5. Información y control. ¿Cuándo?

Por tradición, los grandes temas militares han venido rodeados de no pocos secretos y misterios, hasta el punto de que se hizo obligado que el civil no hablara del tema por desconocimiento y que el militar no lo hiciera tampoco por disciplina. Algún secreto debe existir, pero en democracia, si éstos abundan, se consigue un mal doblete: la falta de control y la de parti­cipación.

Una defensa participativa debe basarse en una información constante, veraz y completa, que posibilite el profundo conoci­miento de cada parte del esquema, de forma que éste pueda percibirse por tanto como algo fiable y propio. Asimismo, los presupuestos militares deberían conocerse y debatirse con to­dos los pormenores posibles, pulsando cuando se precise los es­tados de opinión que puedan ratificados. Se puede llegar por esta vía a una sintonía o acuerdo tan importante que incluso la propaganda se abandone por innecesaria.

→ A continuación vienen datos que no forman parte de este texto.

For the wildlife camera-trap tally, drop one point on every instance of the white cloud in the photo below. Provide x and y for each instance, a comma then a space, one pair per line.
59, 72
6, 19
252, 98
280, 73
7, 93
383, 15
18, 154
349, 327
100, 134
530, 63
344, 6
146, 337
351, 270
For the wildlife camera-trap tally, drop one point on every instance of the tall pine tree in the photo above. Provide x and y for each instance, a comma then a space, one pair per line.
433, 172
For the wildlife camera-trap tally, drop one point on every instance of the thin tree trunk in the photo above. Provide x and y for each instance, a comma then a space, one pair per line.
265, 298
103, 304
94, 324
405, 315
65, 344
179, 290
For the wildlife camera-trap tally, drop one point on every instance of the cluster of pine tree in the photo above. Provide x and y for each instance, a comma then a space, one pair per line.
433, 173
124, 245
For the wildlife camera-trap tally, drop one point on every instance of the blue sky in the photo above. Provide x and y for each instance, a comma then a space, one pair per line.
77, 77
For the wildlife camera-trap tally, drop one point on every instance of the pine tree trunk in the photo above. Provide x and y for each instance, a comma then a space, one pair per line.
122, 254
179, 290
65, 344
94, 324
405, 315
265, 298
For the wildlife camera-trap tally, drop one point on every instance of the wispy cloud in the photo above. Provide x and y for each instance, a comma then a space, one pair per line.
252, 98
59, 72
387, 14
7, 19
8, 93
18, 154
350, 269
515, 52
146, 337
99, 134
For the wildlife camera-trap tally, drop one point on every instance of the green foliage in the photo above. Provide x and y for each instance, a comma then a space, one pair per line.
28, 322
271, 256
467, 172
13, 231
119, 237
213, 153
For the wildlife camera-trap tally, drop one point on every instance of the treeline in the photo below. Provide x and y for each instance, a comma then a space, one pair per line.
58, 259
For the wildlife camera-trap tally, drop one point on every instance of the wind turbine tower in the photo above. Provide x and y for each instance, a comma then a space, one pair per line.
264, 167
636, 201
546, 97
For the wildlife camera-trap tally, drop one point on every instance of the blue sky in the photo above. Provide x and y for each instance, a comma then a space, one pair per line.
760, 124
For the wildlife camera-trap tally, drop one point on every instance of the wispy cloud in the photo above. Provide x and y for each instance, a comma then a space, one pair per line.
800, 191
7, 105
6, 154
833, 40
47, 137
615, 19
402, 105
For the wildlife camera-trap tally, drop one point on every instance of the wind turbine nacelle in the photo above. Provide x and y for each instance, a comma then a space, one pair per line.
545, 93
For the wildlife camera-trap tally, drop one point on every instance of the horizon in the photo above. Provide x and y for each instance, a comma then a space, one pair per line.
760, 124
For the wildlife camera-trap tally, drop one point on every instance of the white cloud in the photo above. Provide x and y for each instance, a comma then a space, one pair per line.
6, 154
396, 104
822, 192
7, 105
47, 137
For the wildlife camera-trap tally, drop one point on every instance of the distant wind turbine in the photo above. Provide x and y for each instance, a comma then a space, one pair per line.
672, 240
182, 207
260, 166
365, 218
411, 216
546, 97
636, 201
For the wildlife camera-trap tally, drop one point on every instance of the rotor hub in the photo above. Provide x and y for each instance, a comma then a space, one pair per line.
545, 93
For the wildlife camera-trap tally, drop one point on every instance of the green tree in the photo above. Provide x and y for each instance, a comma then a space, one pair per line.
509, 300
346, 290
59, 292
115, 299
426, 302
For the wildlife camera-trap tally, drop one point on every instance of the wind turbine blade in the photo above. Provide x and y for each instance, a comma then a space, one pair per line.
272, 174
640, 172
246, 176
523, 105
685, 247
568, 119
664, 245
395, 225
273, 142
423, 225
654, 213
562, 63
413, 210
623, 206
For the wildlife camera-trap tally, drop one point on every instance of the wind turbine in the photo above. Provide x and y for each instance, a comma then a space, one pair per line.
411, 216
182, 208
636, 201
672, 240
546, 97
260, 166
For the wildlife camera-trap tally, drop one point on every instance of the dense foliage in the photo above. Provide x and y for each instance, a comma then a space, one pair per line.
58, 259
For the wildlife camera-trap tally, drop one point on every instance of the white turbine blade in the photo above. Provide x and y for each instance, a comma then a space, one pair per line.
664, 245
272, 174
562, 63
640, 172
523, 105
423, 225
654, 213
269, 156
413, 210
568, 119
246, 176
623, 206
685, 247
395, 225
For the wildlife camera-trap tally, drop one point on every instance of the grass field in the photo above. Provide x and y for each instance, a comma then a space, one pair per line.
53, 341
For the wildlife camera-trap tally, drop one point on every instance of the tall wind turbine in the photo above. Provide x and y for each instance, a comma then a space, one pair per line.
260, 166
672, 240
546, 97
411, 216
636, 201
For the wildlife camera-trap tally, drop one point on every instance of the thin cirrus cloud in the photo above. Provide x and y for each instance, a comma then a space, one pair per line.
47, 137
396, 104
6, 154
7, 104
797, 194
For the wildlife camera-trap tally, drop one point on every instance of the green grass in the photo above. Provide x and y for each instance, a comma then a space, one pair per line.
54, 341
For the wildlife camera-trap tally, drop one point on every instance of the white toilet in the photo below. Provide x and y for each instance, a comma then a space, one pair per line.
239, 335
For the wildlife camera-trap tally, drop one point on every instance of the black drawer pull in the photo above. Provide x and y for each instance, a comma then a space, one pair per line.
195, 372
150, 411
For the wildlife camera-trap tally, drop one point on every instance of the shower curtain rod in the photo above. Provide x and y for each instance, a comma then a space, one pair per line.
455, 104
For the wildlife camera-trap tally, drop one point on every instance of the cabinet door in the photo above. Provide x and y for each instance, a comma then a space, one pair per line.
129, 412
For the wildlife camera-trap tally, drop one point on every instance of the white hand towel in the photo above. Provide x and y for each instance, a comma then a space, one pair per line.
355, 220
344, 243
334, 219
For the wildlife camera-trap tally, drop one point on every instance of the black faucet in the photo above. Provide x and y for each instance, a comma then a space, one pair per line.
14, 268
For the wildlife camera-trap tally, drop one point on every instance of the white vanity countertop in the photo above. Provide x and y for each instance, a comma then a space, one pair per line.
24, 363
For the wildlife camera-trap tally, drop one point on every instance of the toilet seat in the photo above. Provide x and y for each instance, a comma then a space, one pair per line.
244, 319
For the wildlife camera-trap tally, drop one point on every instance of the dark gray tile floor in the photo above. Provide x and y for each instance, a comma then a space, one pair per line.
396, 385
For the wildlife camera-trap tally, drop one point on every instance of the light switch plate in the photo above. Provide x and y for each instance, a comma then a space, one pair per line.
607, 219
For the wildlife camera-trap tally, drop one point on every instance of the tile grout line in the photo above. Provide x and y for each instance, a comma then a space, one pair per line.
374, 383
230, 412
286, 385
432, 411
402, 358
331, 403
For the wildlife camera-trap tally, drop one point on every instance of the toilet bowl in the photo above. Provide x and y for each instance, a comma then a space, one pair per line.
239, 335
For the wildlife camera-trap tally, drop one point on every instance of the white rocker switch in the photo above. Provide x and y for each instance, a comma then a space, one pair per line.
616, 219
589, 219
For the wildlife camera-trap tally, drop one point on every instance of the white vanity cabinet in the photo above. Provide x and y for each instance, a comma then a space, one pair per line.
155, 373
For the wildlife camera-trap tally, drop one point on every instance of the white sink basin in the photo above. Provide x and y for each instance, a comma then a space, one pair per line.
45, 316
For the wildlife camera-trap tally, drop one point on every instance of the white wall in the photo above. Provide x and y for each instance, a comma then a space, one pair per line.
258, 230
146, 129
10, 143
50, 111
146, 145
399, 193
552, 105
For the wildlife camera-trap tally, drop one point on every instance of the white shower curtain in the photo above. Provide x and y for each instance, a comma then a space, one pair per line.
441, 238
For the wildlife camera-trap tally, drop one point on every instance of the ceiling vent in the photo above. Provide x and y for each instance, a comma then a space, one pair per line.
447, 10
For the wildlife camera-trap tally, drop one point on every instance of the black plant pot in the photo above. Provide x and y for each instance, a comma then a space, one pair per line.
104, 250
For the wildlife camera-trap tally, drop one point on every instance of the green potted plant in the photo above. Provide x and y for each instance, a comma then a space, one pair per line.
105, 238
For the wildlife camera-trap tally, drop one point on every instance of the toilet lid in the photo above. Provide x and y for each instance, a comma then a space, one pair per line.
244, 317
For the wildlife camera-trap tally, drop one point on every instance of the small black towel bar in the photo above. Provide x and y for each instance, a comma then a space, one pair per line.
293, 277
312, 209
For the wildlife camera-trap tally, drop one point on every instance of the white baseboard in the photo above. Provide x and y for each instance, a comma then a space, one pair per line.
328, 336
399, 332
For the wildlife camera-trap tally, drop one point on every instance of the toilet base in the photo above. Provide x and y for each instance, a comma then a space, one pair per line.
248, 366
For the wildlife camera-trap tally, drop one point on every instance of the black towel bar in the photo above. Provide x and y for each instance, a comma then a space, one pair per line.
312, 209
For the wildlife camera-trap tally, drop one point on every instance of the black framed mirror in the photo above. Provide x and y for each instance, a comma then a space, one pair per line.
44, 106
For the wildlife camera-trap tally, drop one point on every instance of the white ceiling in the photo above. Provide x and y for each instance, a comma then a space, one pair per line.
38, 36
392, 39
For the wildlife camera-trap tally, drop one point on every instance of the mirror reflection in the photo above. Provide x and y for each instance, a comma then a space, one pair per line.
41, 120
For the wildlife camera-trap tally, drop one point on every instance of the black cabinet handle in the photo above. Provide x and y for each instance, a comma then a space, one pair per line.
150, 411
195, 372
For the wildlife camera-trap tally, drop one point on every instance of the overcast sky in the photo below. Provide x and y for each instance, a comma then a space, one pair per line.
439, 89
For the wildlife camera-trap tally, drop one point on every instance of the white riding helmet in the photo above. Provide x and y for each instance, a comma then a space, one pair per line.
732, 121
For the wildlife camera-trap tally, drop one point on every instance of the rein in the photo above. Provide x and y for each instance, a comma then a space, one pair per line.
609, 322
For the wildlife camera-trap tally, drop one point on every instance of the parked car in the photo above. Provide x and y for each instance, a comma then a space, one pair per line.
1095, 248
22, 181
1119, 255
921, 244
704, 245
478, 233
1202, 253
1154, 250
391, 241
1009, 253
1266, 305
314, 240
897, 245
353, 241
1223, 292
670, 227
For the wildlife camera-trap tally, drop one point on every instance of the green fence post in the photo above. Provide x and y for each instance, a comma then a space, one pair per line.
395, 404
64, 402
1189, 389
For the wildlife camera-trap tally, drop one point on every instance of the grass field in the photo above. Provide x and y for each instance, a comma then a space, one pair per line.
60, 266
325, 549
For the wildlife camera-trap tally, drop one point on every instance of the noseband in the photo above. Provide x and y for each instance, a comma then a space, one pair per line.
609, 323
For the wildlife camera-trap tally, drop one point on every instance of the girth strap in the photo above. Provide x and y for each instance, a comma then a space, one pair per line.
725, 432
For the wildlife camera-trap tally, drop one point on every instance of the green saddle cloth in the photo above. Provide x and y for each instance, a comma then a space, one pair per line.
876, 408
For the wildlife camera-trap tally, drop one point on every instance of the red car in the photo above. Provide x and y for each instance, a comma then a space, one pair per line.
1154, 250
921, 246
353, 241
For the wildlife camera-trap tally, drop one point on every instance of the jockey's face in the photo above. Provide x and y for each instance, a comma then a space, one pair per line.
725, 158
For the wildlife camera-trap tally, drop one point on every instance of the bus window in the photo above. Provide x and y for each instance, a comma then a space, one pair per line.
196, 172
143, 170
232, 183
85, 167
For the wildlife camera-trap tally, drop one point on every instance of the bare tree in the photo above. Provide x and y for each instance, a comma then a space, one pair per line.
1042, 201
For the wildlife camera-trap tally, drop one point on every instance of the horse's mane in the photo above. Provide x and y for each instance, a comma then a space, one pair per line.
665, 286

No deben acabarse preguntas y respuestas. Cualquier modelo es fruto del tiempo y de muchas voluntades. El desbroce, la poca luz que sobre éste haya sido aportada, se debe, en el fondo, a la confianza en que el hombre quiere y puede encontrar siempre caminos que resuelvan con menos sacrificios la violencia que rechaza, pero a la que se siente impulsado.